Given the successful coupling of a range of aryl iodides, we explored the impact of changing the electronic properties of the benzylic Katritzky salt by introducing different substituents to the para-position of the benzyl amine. Specifically, a Katritzky salt bearing an electron-poor substituent (9o) is successfully coupled with methyl 4-iodobenzoate in high yield under our optimized conditions. However, although a Katritzky salt bearing an electron-rich substituent (9n) is also compatible with our system, the reaction requires higher catalyst loading presumably because the methoxy substituent stabilizes the radical through a resonance effect and leads to relatively faster alkyl radical generation. As a result, a higher concentration of L_nNi^II(Ar)X, which can be achieved by increasing the catalyst loading, is needed in this case. This again demonstrates how understanding of the reaction mechanism enables the optimization of reactions with challenging substrates.

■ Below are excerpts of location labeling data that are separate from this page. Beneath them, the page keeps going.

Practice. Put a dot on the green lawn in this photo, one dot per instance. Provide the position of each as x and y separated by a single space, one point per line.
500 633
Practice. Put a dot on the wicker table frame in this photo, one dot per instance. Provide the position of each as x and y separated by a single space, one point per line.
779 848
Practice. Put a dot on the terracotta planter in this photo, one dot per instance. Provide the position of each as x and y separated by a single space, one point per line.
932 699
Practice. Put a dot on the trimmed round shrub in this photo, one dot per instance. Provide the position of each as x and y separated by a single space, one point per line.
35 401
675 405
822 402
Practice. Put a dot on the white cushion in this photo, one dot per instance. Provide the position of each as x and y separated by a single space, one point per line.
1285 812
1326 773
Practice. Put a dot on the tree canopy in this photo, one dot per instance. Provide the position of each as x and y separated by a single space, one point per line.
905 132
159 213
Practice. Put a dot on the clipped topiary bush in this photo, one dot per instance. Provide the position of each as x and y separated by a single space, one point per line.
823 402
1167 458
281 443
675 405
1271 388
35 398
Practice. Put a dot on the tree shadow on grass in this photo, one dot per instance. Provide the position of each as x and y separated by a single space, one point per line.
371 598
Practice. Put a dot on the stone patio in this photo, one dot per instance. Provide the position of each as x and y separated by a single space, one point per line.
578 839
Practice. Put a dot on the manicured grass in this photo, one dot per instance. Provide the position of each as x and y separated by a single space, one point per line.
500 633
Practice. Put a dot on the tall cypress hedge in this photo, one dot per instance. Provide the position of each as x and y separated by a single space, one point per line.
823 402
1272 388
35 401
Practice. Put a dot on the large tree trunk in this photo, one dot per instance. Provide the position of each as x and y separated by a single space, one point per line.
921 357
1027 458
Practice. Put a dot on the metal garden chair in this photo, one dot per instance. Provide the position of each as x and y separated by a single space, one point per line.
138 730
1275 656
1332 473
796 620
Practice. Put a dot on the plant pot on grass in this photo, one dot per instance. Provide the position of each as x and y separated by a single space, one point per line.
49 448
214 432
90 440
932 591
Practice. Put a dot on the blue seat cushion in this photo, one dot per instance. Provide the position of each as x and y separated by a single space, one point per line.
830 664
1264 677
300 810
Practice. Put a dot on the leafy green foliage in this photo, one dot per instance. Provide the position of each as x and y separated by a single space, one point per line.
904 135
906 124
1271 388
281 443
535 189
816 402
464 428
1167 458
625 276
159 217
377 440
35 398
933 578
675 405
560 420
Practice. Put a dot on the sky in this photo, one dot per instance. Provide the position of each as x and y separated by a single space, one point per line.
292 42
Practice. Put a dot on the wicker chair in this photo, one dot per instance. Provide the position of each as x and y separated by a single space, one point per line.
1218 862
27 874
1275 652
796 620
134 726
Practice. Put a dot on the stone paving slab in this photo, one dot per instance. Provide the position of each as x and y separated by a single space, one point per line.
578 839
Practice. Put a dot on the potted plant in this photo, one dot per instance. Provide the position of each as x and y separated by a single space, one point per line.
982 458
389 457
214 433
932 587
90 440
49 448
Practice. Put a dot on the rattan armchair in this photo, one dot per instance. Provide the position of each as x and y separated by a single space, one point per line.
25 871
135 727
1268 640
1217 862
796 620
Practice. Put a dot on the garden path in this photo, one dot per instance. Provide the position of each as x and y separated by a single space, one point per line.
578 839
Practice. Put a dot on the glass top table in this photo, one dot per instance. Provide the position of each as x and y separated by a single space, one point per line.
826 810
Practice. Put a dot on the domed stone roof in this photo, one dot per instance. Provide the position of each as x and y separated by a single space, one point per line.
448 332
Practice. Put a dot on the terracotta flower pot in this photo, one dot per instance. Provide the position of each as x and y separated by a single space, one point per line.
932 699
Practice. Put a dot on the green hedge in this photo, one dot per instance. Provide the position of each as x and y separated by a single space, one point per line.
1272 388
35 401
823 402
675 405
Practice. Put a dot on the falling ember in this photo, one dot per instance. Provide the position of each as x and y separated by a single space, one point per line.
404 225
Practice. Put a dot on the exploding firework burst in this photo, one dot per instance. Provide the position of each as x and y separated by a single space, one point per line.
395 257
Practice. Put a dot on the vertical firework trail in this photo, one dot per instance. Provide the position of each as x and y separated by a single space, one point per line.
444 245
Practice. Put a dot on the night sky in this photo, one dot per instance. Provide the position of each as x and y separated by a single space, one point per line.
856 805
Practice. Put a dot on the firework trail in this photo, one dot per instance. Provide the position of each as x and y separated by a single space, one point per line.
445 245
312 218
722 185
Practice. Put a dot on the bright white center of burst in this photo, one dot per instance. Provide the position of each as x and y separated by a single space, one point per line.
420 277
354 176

On the whole, our substrate scope demonstrates that our method is both versatile and compatible with a number of functional groups that have traditionally been challenging for XEC. Unlike TDAE and common heterogeneous reductants such as Mn⁰ or Zn⁰, TME has a significantly lower reduction potential, which allows it to generate radicals from an easily accessible benzylic Katritzky salt at a rate that is compatible with the elementary steps at Ni. In fact, given the paucity of easy-to-use reductants of comparable strength to TME that are compatible with Ni-catalyzed XEC, the development of this reductant may allow other substrates that are rapidly reduced with conventional heterogeneous reductants to be used in XEC. More broadly, our results represent a proof-of-concept for the potential utility of our rational optimization strategy using tunable homogeneous reductants.

Conclusions

In this work, we have synthesized four new commercially available homogeneous reductants based on a tetraaminoethylene scaffold. In comparison to TDAE, which is currently the most utilized homogeneous reductant for Ni-catalyzed XEC, the new reductants are more practical because they are easier to synthesize, are solids at room temperature, and display increased air stability. In fact, the weakest reductant, TME, is indefinitely stable when stored in air for an extended period of time. The new reductants span 0.5 V in reduction potential and through structural characterization and DFT calculations, we have developed a model that explains the differences in reduction potentials and provides guidance for the design of future reductants with a greater range of potentials. All of our new reductants are able to facilitate Ni-catalyzed XEC reactions that are currently performed with TDAE, and we have demonstrated that TPiE and TME are compatible with complex, medicinally relevant substrates. Additionally, one of the main benefits of our new reductants is that their different reduction potentials allow us to rationally modulate the rate of electron transfer processes in XEC. We demonstrate this by tuning the rate of alkyl radical generation in C(sp²)–C(sp³) XEC with Katritzky salts to match the rate of elementary reactions that occur at Ni by changing the reductant. We have utilized this new strategy to develop a novel reaction between benzylic Katritzky salts and aryl iodides, which exhibits high functional group compatibility. Overall, we expect that our new reductants will provide more practical alternatives to current homogeneous electron sources such as TDAE in XEC and related reductive reactions due to their stability and also enable the development of new synthetic methodology due to their tunability. This is the subject of ongoing research in our laboratory.